I’m glad someone else caught CNN’s new celeb “anchor du jour” Erin Burnett offering a “condescending and reductionist” analysis yesterday while covering the Occupy Wall Street movement. Of course, it isn’t the first time this ex-Goldman Sachs/Citigroup employee used her TV perch to serve as a mouthpiece and apologist for Wall St. abuses, but at least people are noticing.
Speaking of Occupy Wall Street, which is marching today along with at least 15 major unions not too far from ThePopTort’s offices in Lower Manhattan, a group of them have now filed suit against New York City and the NYPD for tactics used in arresting 700 peaceful protesters on the Brooklyn Bridge last weekend.
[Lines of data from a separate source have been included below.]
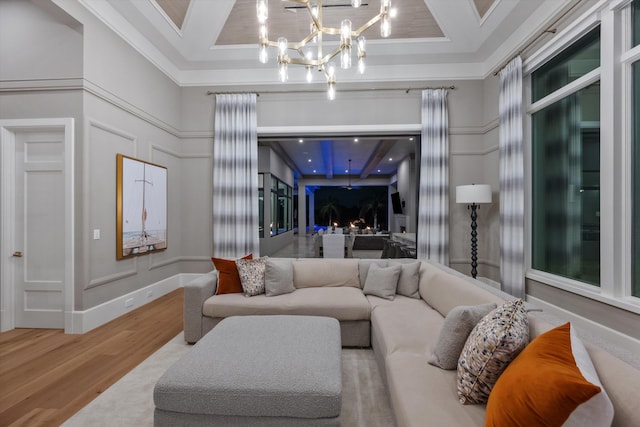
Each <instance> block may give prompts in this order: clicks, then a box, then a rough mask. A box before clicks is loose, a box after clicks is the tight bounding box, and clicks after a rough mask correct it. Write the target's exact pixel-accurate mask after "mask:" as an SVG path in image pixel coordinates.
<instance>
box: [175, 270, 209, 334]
mask: <svg viewBox="0 0 640 427" xmlns="http://www.w3.org/2000/svg"><path fill="white" fill-rule="evenodd" d="M217 287H218V272H217V271H216V270H213V271H210V272H209V273H207V274H203V275H202V276H200V277H198V278H196V279H193V280H192V281H190V282H188V283H187V284H186V285H184V312H183V321H184V339H185V341H186V342H188V343H195V342H196V341H198V340H199V339H200V338H201V337H202V306H203V305H204V302H205V301H206V300H207V299H208V298H209V297H211V296H213V295H214V294H215V293H216V289H217Z"/></svg>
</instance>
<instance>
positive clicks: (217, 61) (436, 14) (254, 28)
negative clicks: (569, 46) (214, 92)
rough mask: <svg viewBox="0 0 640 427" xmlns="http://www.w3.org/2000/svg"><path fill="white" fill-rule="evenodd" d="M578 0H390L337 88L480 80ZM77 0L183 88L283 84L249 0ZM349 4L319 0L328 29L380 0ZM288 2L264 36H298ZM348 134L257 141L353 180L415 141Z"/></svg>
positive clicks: (296, 28) (300, 161)
mask: <svg viewBox="0 0 640 427" xmlns="http://www.w3.org/2000/svg"><path fill="white" fill-rule="evenodd" d="M576 1H580V0H392V6H393V7H394V8H396V9H397V12H398V14H397V17H396V18H394V19H393V20H392V31H391V37H390V38H388V39H381V38H380V37H379V24H377V25H376V26H374V27H372V28H370V29H369V30H367V31H366V32H365V33H363V35H365V36H366V37H367V70H366V72H365V74H364V75H360V74H357V72H356V67H354V68H353V69H351V70H341V69H340V70H338V73H337V89H338V91H339V90H341V89H345V88H348V87H358V85H363V84H366V85H367V87H368V88H378V89H379V88H385V87H396V88H397V87H402V86H399V85H406V86H407V87H408V86H411V85H422V86H424V85H425V82H428V81H429V80H440V81H455V80H461V79H462V80H465V79H483V78H486V77H487V76H488V75H490V74H491V73H492V72H493V71H495V70H496V69H497V68H498V67H500V66H501V65H502V64H504V63H505V62H506V61H507V60H509V59H510V58H511V57H513V56H514V55H515V53H517V52H518V51H519V50H520V49H521V48H522V46H523V45H525V44H526V43H527V42H528V41H530V40H531V39H532V38H534V37H535V36H536V35H538V34H540V33H541V32H543V31H544V30H545V29H547V28H548V27H549V26H550V25H551V23H552V22H553V21H554V20H555V19H557V17H558V16H560V15H561V14H562V13H563V12H564V11H565V10H566V9H567V8H568V7H570V6H571V4H573V3H575V2H576ZM79 2H80V3H81V4H82V5H83V6H84V7H86V8H87V9H88V10H89V11H91V12H92V13H93V14H94V15H96V16H97V17H98V18H99V19H100V20H102V21H103V22H104V23H105V24H106V25H107V26H109V27H110V28H111V29H113V30H114V31H115V32H116V33H117V34H119V35H120V36H121V37H122V38H124V39H125V40H126V41H127V42H128V43H129V44H130V45H131V46H133V47H134V48H135V49H136V50H137V51H138V52H140V53H141V54H142V55H143V56H145V57H146V58H147V59H149V60H150V61H151V62H152V63H153V64H155V65H156V66H157V67H158V68H159V69H160V70H162V71H163V72H164V73H165V74H167V75H168V76H169V77H170V78H171V79H172V80H173V81H175V82H176V83H177V84H178V85H180V86H207V87H210V88H211V89H217V90H219V91H226V90H244V91H246V90H256V91H260V90H283V86H282V83H280V82H279V81H278V79H277V71H276V68H277V66H276V64H275V61H274V60H273V59H271V62H270V63H267V64H261V63H260V62H259V61H258V45H257V42H258V30H257V26H258V24H257V18H256V14H255V10H256V0H79ZM348 4H349V0H324V6H325V8H324V9H323V10H324V11H325V26H336V27H337V26H338V23H337V22H339V20H340V19H341V18H342V17H347V16H348V17H350V18H351V19H352V21H353V22H354V28H355V26H356V24H355V23H356V22H360V23H361V22H365V21H366V20H368V19H369V17H372V16H373V15H375V14H376V13H377V12H378V10H379V4H380V0H364V1H363V4H365V6H363V7H360V8H359V9H358V10H356V12H355V13H356V14H355V15H354V14H353V13H354V10H353V8H351V7H343V6H344V5H348ZM327 5H329V7H327ZM336 5H337V6H336ZM291 6H296V3H292V2H290V1H286V0H285V1H281V0H269V24H268V25H269V38H270V39H271V40H275V39H277V37H278V36H279V35H282V34H285V35H287V37H288V38H289V39H290V40H296V41H298V40H300V39H301V38H302V37H304V36H305V35H306V33H305V31H306V30H307V29H308V28H309V17H308V14H307V12H306V11H305V10H301V9H297V10H296V11H295V12H293V11H292V9H291ZM271 49H275V48H271ZM326 50H328V49H325V51H326ZM270 56H271V58H273V57H274V56H275V51H273V52H271V54H270ZM317 80H318V82H317V83H314V84H313V85H314V87H313V89H314V90H324V89H325V87H326V83H325V82H324V79H317ZM289 81H290V83H289V84H290V85H291V87H293V86H294V85H295V86H297V89H298V90H299V89H300V85H306V82H305V70H304V67H299V66H298V67H296V66H290V67H289ZM427 84H428V83H427ZM276 85H277V87H274V86H276ZM285 88H286V86H285ZM354 137H358V135H351V136H349V137H348V138H347V137H339V138H331V137H329V136H328V137H326V138H323V139H322V140H321V139H317V138H316V139H310V138H305V140H304V142H303V143H299V142H298V141H297V139H295V140H286V139H282V138H281V139H278V140H273V139H272V140H261V144H263V145H270V146H272V147H273V148H274V149H275V150H276V151H278V152H279V153H280V154H281V155H282V156H283V157H284V158H285V161H286V162H287V163H289V166H290V167H292V168H293V170H294V171H295V174H296V176H300V175H303V176H306V177H314V176H325V177H327V178H331V177H335V178H338V177H340V176H344V175H345V170H348V167H349V166H348V159H349V158H351V159H352V164H351V171H350V173H351V175H352V177H354V178H358V179H365V178H366V177H375V176H376V175H384V176H389V175H392V174H394V173H395V172H396V170H397V166H398V164H399V162H400V161H401V160H402V159H403V158H406V156H408V155H410V154H412V153H415V144H416V141H409V140H408V138H409V136H407V135H403V136H383V137H375V138H374V137H360V138H359V142H358V143H354V141H353V138H354ZM390 158H391V159H392V160H389V159H390ZM309 159H311V161H309ZM314 171H315V172H314ZM378 171H380V172H378Z"/></svg>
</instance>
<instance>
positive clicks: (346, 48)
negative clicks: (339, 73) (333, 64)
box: [340, 47, 351, 70]
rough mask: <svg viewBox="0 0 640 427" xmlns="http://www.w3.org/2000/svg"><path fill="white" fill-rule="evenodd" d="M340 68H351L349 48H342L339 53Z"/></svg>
mask: <svg viewBox="0 0 640 427" xmlns="http://www.w3.org/2000/svg"><path fill="white" fill-rule="evenodd" d="M340 68H342V69H343V70H347V69H349V68H351V47H343V48H342V52H340Z"/></svg>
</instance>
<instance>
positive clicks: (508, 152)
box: [499, 56, 525, 298]
mask: <svg viewBox="0 0 640 427" xmlns="http://www.w3.org/2000/svg"><path fill="white" fill-rule="evenodd" d="M499 113H500V143H499V146H500V171H499V176H500V177H499V178H500V278H501V282H502V290H503V291H505V292H508V293H510V294H511V295H513V296H516V297H518V298H524V296H525V285H524V155H523V137H522V133H523V131H522V59H521V58H520V57H519V56H518V57H516V58H514V59H513V60H512V61H511V62H510V63H509V64H507V66H506V67H504V68H503V69H502V71H500V99H499Z"/></svg>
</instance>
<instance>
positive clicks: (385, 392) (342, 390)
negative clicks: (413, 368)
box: [63, 333, 394, 427]
mask: <svg viewBox="0 0 640 427" xmlns="http://www.w3.org/2000/svg"><path fill="white" fill-rule="evenodd" d="M190 348H191V346H189V345H187V344H186V343H185V342H184V338H183V335H182V333H180V334H179V335H177V336H176V337H175V338H173V339H172V340H171V341H169V342H168V343H167V344H165V345H164V346H163V347H162V348H160V349H159V350H158V351H156V352H155V353H154V354H152V355H151V356H150V357H149V358H147V359H146V360H145V361H144V362H142V363H141V364H140V365H138V366H137V367H136V368H135V369H133V370H132V371H131V372H129V373H128V374H127V375H125V376H124V377H122V378H121V379H120V380H119V381H118V382H116V383H115V384H114V385H112V386H111V387H109V388H108V389H107V390H106V391H105V392H104V393H102V394H101V395H100V396H98V397H97V398H96V399H94V400H93V401H92V402H91V403H89V404H88V405H87V406H85V407H84V408H82V409H81V410H80V411H79V412H78V413H76V414H75V415H74V416H73V417H71V418H69V419H68V420H67V421H66V422H65V423H64V424H63V426H64V427H86V426H92V427H100V426H104V427H111V426H114V427H115V426H118V427H120V426H136V427H142V426H153V409H154V405H153V387H154V385H155V383H156V382H157V381H158V378H160V376H161V375H162V374H163V373H164V371H166V370H167V368H168V367H169V366H171V364H173V363H174V362H175V361H176V360H178V359H179V358H180V357H181V356H182V355H183V354H184V353H186V352H187V351H188V350H189V349H190ZM340 419H341V425H342V427H352V426H353V427H391V426H394V422H393V416H392V414H391V409H390V407H389V400H388V398H387V395H386V391H385V388H384V384H383V381H382V377H381V376H380V372H379V370H378V365H377V363H376V360H375V357H374V355H373V351H372V350H371V349H343V350H342V412H341V414H340Z"/></svg>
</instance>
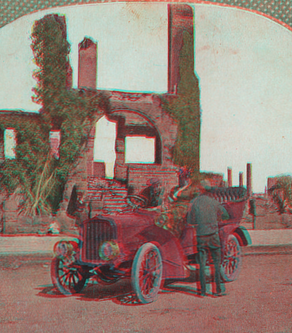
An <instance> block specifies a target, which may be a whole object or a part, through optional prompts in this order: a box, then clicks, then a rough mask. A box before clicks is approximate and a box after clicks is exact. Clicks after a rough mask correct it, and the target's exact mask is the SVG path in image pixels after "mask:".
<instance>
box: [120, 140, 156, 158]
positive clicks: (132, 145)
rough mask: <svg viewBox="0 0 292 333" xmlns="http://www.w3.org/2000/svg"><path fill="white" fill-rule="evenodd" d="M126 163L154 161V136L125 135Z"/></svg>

A lot of people have been taking note of how the NYPD has been handling this protest, which is mostly taking place in an area that has been a virtual police state since 9/11 - just between the World Trade Center and the New York Stock Exchange. We know. We used to work a couple blocks away. (Just forget trying to cross a street without navigating block-long barricade.) While the NYPD has been getting lots of media attention for their anti-terrorism work, they’re also getting tons of attention for their abuses. And it’s not just the Occupy Wall Street protestors or the city’s Muslim community that has grounds to complain.
As we wrote in June,
[New York City] paid out $135 million to settle claims made against the NYPD last year - a soaring 71% jump in settlements against the department from a decade ago.
The surge - part of a half-billion dollars paid out by the city - included $56.4 million for alleged police misconduct, including excessive force and false arrest, an analysis by City Comptroller John Liu found.
Advocates said the number marks a disturbing trend: in 2003, Mayor Bloomberg’s first fiscal year in office, the city paid out $68 million in NYPD tort claims.
“This number and the increase over past decade cry out for close monitoring of the police,” said Donna Lieberman, head of the New York Civil Liberties Union.
“The NYPD’s hyper-aggressive tactics create a situation that is ripe for litigation,” she said.
And as we also noted, the solutions to this “pay out” problem lie not with taking away people’s rights but with reducing the misconduct that leads to claims in the first place. Lets hope it doesn’t escalate now.